I’ve often thought applying for a Cuban visa or a tourist card was a tricky affair but it’s actually not.
We were in the U.S. so we couldn’t apply for a visa because there weren’t any embassies in the country. I’m Filipino so I can visit Cuba legally. My two American friends cannot because of the embargo. But we did it anyway since we saw a lot of blog posts of Americans visiting Cuba. Just as long as we depart and leave from another country, there was no problem with us returning into the US.
When you get to Cuba you can ask the immigration officers not to stamp your passport. They automatically don’t stamp US passports. I got a stamp but again, it is legal for me to visit Cuba as I’m not a US citizen.
We had the following choices to apply for our visa:
- Go to Cubana Airlines (Cuba’s wonky airline) or your airline of choice to Cuba’s check-in desk and apply for the visa on the day we leave. We found Cubana Airlines usually had the cheapest fare to go to Cuba.
- Apply for a visa in Cuba’s embassies in another country. Since we were in the U.S., we could apply in Mexico, Colombia, Panama or Costa Rica.
- Apply in any of the travel agencies that do Cuban visas in those countries.
We decided to go to Bogota, Colombia because it had the cheapest fare for Havana.
We found out later that the Cubana Airlines fly twice a week in Bogota’s international airport. We decided not to get our visa through the airline though they assured us it was okay because we couldn’t confirm whether the check in desk would issue the tourist cards on the day we’re flying. We couldn’t take the risk.
We read there were long queues in the Cuban embassy so we decided to go to a travel agency in Bogota.

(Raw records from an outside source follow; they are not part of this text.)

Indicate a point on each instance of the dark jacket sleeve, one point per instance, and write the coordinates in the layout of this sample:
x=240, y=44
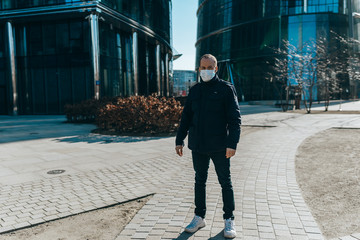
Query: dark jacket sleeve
x=233, y=118
x=186, y=118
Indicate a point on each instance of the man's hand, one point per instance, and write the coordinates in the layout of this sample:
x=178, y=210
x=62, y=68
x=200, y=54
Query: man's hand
x=230, y=152
x=178, y=149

It was painless and I’m glad we made the right choice.
All we needed were:
- health insurance (we all bought health insurance ahead of time. Bluecross was the cheapest). If you don’t have one, the travel agency also sells affordable health insurance
- application form (the travel agency provides this)

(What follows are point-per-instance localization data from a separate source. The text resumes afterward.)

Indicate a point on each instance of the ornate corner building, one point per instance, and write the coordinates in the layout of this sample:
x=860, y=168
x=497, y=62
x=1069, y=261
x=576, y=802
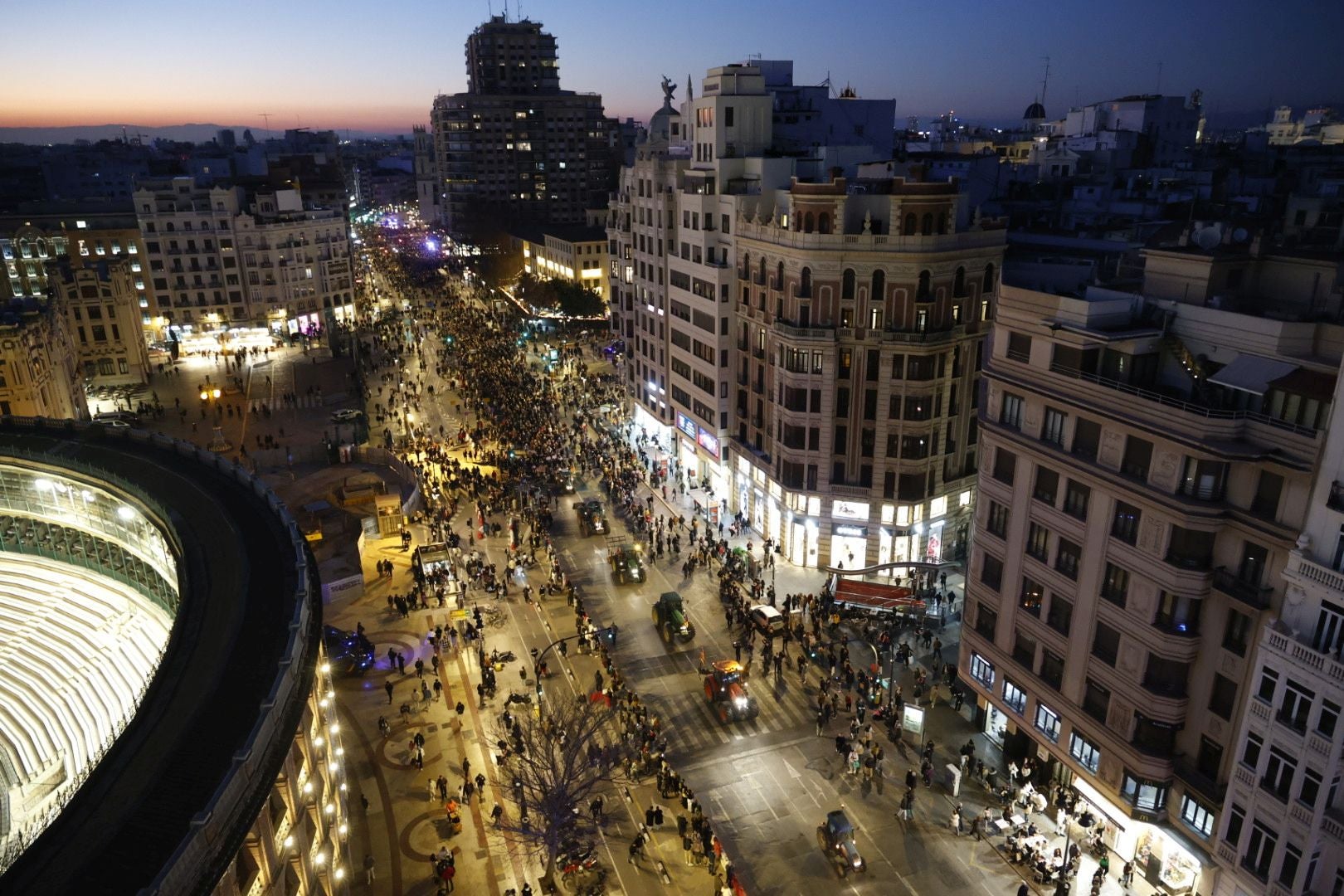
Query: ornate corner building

- your photo (passport size)
- money (USD20-25)
We submitted them to the agent, waited an hour for the office and we got our tourist cards. They do not even stamp your passport with them. They just give you a small form.
Here are the addresses of the travel agencies that issues Cuban tourist cards or visa:
I think we went to CM-Tropican
– SWI Colombia SAS (Solways). Calle 94 No. 14 – 48 office 603, Bogotá.
Phone: 702 4030
Email: I firstname.lastname@example.org
– CM-Tropican: Avenida19 No. 7-48, Office 2204, Bogotá.

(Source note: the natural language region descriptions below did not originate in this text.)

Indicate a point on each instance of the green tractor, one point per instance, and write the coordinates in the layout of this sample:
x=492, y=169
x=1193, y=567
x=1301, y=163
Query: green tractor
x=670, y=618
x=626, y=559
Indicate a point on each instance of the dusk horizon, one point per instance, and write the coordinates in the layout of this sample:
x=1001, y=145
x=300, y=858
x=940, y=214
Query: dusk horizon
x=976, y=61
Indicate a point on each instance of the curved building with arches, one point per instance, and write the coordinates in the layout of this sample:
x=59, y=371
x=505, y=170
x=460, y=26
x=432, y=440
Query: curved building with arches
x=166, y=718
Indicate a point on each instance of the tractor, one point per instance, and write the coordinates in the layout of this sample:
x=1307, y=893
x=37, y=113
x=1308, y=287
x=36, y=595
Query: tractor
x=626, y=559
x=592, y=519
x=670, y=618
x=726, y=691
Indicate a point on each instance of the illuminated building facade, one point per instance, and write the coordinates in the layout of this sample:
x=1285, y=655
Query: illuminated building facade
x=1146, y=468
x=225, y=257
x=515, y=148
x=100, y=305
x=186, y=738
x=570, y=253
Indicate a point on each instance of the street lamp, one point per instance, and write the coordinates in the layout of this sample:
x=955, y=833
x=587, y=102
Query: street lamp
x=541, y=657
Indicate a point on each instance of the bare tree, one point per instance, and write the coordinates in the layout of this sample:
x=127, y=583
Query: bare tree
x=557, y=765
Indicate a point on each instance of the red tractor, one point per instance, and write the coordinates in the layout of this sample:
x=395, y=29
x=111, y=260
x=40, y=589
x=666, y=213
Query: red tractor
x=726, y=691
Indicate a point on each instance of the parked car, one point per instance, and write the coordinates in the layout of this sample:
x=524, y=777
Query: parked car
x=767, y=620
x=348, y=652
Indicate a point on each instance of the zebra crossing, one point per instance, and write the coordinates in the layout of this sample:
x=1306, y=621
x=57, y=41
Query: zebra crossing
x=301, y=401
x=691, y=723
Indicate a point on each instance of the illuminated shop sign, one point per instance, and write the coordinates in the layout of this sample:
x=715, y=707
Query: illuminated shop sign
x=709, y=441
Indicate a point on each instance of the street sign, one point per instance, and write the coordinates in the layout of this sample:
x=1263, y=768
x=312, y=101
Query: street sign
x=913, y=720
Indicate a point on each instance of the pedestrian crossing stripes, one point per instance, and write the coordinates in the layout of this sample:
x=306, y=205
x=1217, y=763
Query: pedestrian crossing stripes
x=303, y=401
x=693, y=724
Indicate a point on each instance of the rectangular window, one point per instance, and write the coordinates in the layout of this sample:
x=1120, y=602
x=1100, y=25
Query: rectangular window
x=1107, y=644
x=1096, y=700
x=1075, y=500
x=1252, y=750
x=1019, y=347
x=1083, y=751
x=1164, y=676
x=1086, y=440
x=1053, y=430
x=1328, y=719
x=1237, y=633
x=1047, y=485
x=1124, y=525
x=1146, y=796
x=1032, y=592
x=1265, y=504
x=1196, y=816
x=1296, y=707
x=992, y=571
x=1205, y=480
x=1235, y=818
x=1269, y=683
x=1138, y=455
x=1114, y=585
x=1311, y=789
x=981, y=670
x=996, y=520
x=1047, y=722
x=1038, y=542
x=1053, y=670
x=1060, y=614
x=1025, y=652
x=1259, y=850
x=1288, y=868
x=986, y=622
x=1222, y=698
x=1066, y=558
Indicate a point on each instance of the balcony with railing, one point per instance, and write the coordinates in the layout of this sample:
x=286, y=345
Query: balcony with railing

Telephone: 7440242, cel: 310 2576873
– Touram SA . Exclusive Tours. Carrera 13 No. 44-35 Of. . 1003, Bogotá
Tel .: 49 30 767/2 858573/2 328 996
Email: email@example.com, firstname.lastname@example.org
– Sol y Brisa Tourist Representaciones Ltda. Calle 79 No. 16A-09, office 306, Bogotá.
Tel: 608 6396
Email: I email@example.com
– Vive Cuba : Calle 80 No. 89A-40 Local 202- 203. Primavera Plaza Shopping Center, Bogota.
Tel: 251 5624 ext. 106/490 9292/2526809/4909430
More info can be found in the Cuban Embassy site in Bogota. It’s in Spanish so just hit Translate button at the top of the browser to translate into English.
I highly recommend going to Cuba. It is like visiting a time capsule frozen during the 1960s.